Finally, Lowe's and HD have 1/8" hardboard with a glossy white laminate on one side that people use for dry erase boards. I've read several places where people use it instead of formica and like it. I've never used it myself but it's only $15 a sheet so it would save a good chunk of change.


----------



## gfadvm (Jan 13, 2011)

Kenny, I used that dry erase board on my router table. It looked nice but the finish wears off quickly exposing the MDF.


----------



## SirIrb (Jan 12, 2015)

one more on the plastic lam.
Cut a bunch of 3/4×3/4 sticks that are longer than the substrate. After you coat the substrate with contact cement lay the sticks on the substrate about 4 - 6" apart, then lay the cement covered plastic lam on the sticks. position, reposition…. Pull out a middle stick and STICK the lam to the substrate and work your way to the outsides. If you start from the outsides you could end up with a belly in the center. You only want a belly when you are placing one cut edge of lam against another and it is still dangerous. I have snapped the belly when trying to match edges.


----------



## Daruc (Apr 20, 2015)

> You only want a belly when you are placing one cut edge of lam against another and it is still dangerous. I have snapped the belly when trying to match edges.
> 
> - SirIrb


Been there done that. 
The trick I use for that is.. 
I put a 1/8" pc about 3"- 4" from the seam. I match the seam up and press it down just enough so it stays. Then I press it down lightly on the other side of my 1/8 stick, continue to stick the rest of the top. Next I pull out the 1/8 stick and it gives me just enough bubble to push the seam tight and flatten without "snapping the belly. 
(hope that makes any sense)
makes for good tight seams.


----------



## SirIrb (Jan 12, 2015)

I have been out of the shop for so many years now that I am still trying to remember what we made the plywood cuts to for when I make my own cabinets. I left the industry in '99. But if I do ever do plastic lam again I will heed your good direction.

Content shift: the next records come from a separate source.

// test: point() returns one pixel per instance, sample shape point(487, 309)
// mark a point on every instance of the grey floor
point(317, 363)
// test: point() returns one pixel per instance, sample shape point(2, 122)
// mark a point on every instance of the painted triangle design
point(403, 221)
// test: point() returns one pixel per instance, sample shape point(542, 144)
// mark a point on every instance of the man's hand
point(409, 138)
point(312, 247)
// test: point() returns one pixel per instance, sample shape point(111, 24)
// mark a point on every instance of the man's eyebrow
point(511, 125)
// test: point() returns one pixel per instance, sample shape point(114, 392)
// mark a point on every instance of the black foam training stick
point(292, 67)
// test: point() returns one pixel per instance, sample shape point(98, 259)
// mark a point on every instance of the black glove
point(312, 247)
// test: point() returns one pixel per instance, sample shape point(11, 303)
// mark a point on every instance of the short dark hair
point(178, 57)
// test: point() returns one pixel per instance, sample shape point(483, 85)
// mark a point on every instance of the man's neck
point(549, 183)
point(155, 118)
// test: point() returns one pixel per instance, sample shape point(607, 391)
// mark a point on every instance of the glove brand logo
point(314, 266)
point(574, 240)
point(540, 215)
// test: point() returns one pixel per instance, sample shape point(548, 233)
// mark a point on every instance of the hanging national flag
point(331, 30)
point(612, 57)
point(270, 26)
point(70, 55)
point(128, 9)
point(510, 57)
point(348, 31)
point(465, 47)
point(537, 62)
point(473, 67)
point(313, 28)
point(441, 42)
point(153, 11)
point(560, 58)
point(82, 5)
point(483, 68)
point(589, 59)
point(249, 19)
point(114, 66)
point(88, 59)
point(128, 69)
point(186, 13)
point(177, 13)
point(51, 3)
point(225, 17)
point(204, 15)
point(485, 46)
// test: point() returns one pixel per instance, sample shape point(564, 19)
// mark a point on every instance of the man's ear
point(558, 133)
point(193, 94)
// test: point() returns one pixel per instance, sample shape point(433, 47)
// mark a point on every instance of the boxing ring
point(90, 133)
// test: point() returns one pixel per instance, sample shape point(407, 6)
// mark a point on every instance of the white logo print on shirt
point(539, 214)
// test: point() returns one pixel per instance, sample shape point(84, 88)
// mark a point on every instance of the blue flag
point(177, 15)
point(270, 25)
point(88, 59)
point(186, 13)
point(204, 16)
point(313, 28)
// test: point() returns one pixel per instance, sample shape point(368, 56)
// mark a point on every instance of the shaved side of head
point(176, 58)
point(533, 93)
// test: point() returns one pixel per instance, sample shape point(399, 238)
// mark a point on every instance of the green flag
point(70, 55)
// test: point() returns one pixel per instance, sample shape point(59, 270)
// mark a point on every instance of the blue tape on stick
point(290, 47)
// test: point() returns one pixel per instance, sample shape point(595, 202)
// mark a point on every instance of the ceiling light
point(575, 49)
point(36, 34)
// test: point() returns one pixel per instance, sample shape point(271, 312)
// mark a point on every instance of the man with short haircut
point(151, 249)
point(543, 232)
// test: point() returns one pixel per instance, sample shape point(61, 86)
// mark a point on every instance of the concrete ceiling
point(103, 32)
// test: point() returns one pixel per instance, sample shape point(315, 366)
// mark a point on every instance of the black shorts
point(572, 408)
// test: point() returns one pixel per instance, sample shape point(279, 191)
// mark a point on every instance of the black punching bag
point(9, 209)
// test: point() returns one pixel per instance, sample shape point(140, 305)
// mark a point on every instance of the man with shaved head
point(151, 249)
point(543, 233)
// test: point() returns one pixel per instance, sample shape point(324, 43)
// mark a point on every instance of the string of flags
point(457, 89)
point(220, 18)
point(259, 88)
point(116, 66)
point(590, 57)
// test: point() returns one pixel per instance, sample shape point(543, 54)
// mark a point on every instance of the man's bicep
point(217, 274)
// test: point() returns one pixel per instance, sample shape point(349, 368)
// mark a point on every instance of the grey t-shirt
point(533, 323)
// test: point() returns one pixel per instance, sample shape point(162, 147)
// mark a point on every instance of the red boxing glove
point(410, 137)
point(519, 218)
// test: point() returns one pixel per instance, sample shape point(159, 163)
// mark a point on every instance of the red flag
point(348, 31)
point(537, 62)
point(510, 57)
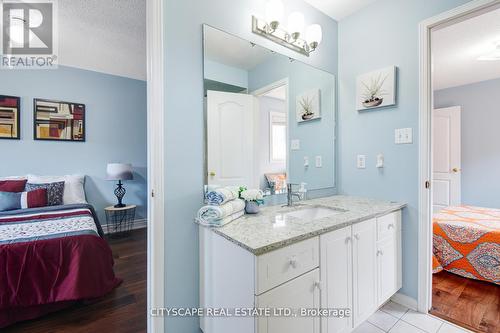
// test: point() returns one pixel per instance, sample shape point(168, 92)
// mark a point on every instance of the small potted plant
point(373, 94)
point(253, 198)
point(307, 108)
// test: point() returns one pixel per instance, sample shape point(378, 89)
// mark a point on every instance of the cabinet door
point(387, 262)
point(336, 278)
point(302, 292)
point(364, 270)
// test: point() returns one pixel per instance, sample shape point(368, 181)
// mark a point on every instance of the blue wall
point(316, 136)
point(184, 125)
point(115, 131)
point(382, 34)
point(480, 138)
point(227, 74)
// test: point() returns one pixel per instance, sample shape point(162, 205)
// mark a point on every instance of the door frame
point(425, 144)
point(156, 159)
point(262, 91)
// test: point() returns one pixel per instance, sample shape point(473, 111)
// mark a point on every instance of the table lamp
point(119, 171)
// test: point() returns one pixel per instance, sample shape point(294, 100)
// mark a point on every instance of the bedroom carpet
point(123, 310)
point(469, 303)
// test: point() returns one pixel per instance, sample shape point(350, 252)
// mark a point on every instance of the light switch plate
point(403, 136)
point(361, 162)
point(319, 162)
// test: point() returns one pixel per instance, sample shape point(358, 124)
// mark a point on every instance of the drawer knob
point(317, 285)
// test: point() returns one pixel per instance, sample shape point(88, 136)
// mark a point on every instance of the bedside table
point(120, 220)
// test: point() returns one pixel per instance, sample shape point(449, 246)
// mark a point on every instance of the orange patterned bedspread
point(467, 242)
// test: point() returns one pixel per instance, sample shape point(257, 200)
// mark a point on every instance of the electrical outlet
point(295, 145)
point(319, 162)
point(361, 162)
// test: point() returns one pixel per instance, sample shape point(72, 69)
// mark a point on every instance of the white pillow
point(74, 193)
point(13, 178)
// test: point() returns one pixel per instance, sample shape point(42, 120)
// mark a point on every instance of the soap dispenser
point(303, 190)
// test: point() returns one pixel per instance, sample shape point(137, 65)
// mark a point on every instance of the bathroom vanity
point(337, 252)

I have tons of FUBARs from when I was in the shop. One of the best was drilling a base door for the pull…on the wrong side. Hit the euro hinge. I only did that once. Also, ever hit copper when installing cabinets? I did that twice. Never a nice sound. Rushing water [quickly tighten the screw…please dont leak…run to the hardware store]


> You only want a belly when you are placing one cut edge of lam against another and it is still dangerous. I have snapped the belly when trying to match edges.
> 
> - SirIrb
> 
> ...


----------



## Daruc (Apr 20, 2015)

> I have tons of FUBARs from when I was in the shop. One of the best was drilling a base door for the pull…on the wrong side. Hit the euro hinge. I only did that once. Also, ever hit copper when installing cabinets? I did that twice. Never a nice sound. Rushing water [quickly tighten the screw…please dont leak…run to the hardware store]
> 
> - SirIrb


I have a few hundred myself…lol
Never knew you could release laminate with lacquer thinner when you stuck it crooked.
Chipped off a whole top (about 2×7) with a putty knife in chunks, then had to buy more laminate…..
(school of hard knocks, I've had many, many lessons


----------



## SirIrb (Jan 12, 2015)

Also, lesson learned: Plastic lam is an inexact science. Lay it generously over the edges, dont try to make it line to line.
And the lacquer thinner, man, that is the stuff. Also, if you are just covering existing plastic lam with new, belt sand the dog crap out of the existing to give it something to bite into.

My shaper FUBARs are the scariest.



> I have tons of FUBARs from when I was in the shop. One of the best was drilling a base door for the pull…on the wrong side. Hit the euro hinge. I only did that once. Also, ever hit copper when installing cabinets? I did that twice. Never a nice sound. Rushing water [quickly tighten the screw…please dont leak…run to the hardware store]
> 
> - SirIrb
> 
> ...


----------



## timbertailor (Jul 2, 2014)

Trim with a carbide downcut spiral bit to prevent chipping and tear out.

Melamine is the proper product material name I think you are looking for. I laminated my assembly table top with it, as well.

I prefer Baltic Birch plywood for flat work surfaces. MDF is not very strong, messy to work with, hates moisture\humidity, and very dangerous to your health.

Good luck.


----------



## DBordello (Jan 16, 2015)

It looks like my home Depot doesn't haven't white in Stock. A bit surprisingly, they will ship it. However, I don't see glossy as an option, but I will keep looking.


----------



## rwe2156 (May 7, 2014)

HD isn't the only place you can get it.

I buy all my laminate from a laminate supplier.
They will usually sell to the gen public.


----------



## gfadvm (Jan 13, 2011)

Mine isn't glossy and it has worked fine.


----------